I'll run with it and let you know if I see anything weird; thanks!
Interesting discussion. I'm the one who created the ligatures for Operator Mono. I'm not a font expert and I'm simply generating ligatures using the Glyphs app (glyphsapp.com) automatic ligature support.
My understanding is that in OpenType, there is a ligature lookup table and when the renderer sees a particular sequence, it simply substitutes the glyphs for the ligature glyph. In this case the sequence hyphen + greater will be replaced with the hyphen_greater.liga
glyph. NOTE: All ligatures were designed to have a width equal to the sequence glyph widths (since this was a monospace font). So the hyphen_greater.liga
glyph was 2 characters wide.
I'm not really sure what this project does, or what the issue with the Operator Mono Ligature font is. Does it work properly with Fira Code? I know that Fira Code uses some advanced tricks with OpenType like caret spacing and dealing with long sequences of characters, like +++++ ======. See kiliman/operator-mono-lig#35 and kiliman/operator-mono-lig#37.
Anyway, I will try to help out if possible.
Thanks!
@kiliman I'm also not an expert, but TBH, it sounds like your ligatures are implemented the right way.
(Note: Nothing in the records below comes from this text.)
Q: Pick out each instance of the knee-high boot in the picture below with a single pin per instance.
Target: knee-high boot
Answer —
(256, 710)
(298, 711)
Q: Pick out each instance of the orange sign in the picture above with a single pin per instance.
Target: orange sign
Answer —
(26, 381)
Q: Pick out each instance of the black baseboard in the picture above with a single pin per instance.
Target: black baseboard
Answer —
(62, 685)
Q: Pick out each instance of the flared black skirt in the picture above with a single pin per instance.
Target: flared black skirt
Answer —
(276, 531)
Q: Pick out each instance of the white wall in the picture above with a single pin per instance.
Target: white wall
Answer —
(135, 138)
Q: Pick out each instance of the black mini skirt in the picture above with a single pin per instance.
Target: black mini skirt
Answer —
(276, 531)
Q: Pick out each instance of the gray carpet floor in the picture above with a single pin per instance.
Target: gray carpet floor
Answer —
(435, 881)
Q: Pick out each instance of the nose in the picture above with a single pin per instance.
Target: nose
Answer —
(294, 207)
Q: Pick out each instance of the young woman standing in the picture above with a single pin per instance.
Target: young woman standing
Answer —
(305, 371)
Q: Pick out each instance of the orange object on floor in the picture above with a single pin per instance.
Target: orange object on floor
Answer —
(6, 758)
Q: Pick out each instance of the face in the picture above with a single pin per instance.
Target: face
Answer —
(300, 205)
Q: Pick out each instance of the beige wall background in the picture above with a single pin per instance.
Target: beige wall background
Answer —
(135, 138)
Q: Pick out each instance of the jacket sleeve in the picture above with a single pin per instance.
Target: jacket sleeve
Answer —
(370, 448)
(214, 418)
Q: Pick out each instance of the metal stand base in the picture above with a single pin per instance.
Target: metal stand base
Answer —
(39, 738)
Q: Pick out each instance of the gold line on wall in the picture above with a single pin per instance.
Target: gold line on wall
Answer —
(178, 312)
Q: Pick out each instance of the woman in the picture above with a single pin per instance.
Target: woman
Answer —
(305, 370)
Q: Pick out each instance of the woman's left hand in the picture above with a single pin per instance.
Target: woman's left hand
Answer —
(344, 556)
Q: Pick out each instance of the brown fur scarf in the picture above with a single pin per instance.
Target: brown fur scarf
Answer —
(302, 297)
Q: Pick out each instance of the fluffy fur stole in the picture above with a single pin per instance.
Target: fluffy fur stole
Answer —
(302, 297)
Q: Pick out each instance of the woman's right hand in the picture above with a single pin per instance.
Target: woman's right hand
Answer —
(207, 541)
I don't think you need to change the way you do them as kitty now has support for that approach. I've been running it while working this afternoon and haven't noticed anything weird so far :-)
@kiliman In most monospace fonts, a ligature of n characters is implemented as n-1 dummy glyphs of zero size with fixed advances and one final combined glyph with a negative left side bearing. This allows for things like cursor movement over parts of the ligature. Now in kitty I have implemented code that deals with the single glyph approach to using ligatures that you use, so as far as kitty is concerned there is no need for you to do anything.
You actually have a font called "DejaVuSansMono Nerd Font Mono"? You need to pick a font that has an italic variant that has the same width characteristics as the regular variant, otherwise italic characters will not fit.